Final Results of a Phase 1b Study of BET Inhibitor PLX2853 in Patients with Relapsed or Refractory Acute Myeloid Leukemia or High Risk Myelodysplastic Syndrome

Background: Relapsed and refractory myeloid malignancies including myelodysplastic syndrome (MDS) and acute myeloid leukemia (AML) remain a clinical challenge due to high mortality, morbidity, and lack of effective therapeutic agents. PLX2853 is an orally available, non-benzodiazepine bromodomain and extraterminal domain (BET) inhibitor that exhibits low nanomolar potency and a modest preference for binding to the second of the double bromodomains of the BET proteins. By regulating genes (e.g., BCL2 and MYC) central to leukemic cell proliferation and survival, PLX2853 has demonstrated broad anti-leukemic activity both as a single agent and in combination with other agents in preclinical models.
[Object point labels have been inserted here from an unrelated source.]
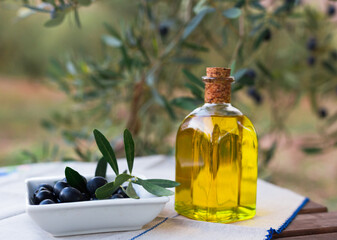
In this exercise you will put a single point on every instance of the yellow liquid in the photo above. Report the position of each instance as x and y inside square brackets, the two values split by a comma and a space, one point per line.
[216, 164]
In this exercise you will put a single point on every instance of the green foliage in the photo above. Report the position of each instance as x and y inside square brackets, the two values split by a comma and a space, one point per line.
[154, 186]
[158, 52]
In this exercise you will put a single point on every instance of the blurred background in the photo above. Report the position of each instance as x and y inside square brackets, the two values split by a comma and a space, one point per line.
[67, 67]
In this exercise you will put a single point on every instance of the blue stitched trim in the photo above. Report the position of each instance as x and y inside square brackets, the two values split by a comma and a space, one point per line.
[271, 231]
[149, 229]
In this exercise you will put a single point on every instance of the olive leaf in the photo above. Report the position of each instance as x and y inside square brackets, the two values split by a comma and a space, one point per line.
[75, 179]
[108, 189]
[154, 189]
[130, 191]
[106, 149]
[129, 146]
[163, 183]
[101, 167]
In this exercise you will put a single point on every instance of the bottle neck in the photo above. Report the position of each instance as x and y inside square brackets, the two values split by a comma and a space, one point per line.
[217, 91]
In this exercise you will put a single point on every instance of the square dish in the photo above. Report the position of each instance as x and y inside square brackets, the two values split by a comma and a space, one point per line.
[64, 219]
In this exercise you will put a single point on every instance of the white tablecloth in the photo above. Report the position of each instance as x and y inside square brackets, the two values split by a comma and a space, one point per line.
[275, 207]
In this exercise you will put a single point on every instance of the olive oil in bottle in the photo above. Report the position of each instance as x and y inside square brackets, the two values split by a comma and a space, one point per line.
[216, 157]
The pharmacokinetic (PK) profiles in patients with solid tumors revealed high peak plasma concentrations, a short terminal half-life (T 1/2 < 3 hour), and nearly complete elimination from the plasma by 9 hours post dose. This PK profile is hypothesized to improve tolerability by allowing transient target engagement followed by time for recovery after daily dosing.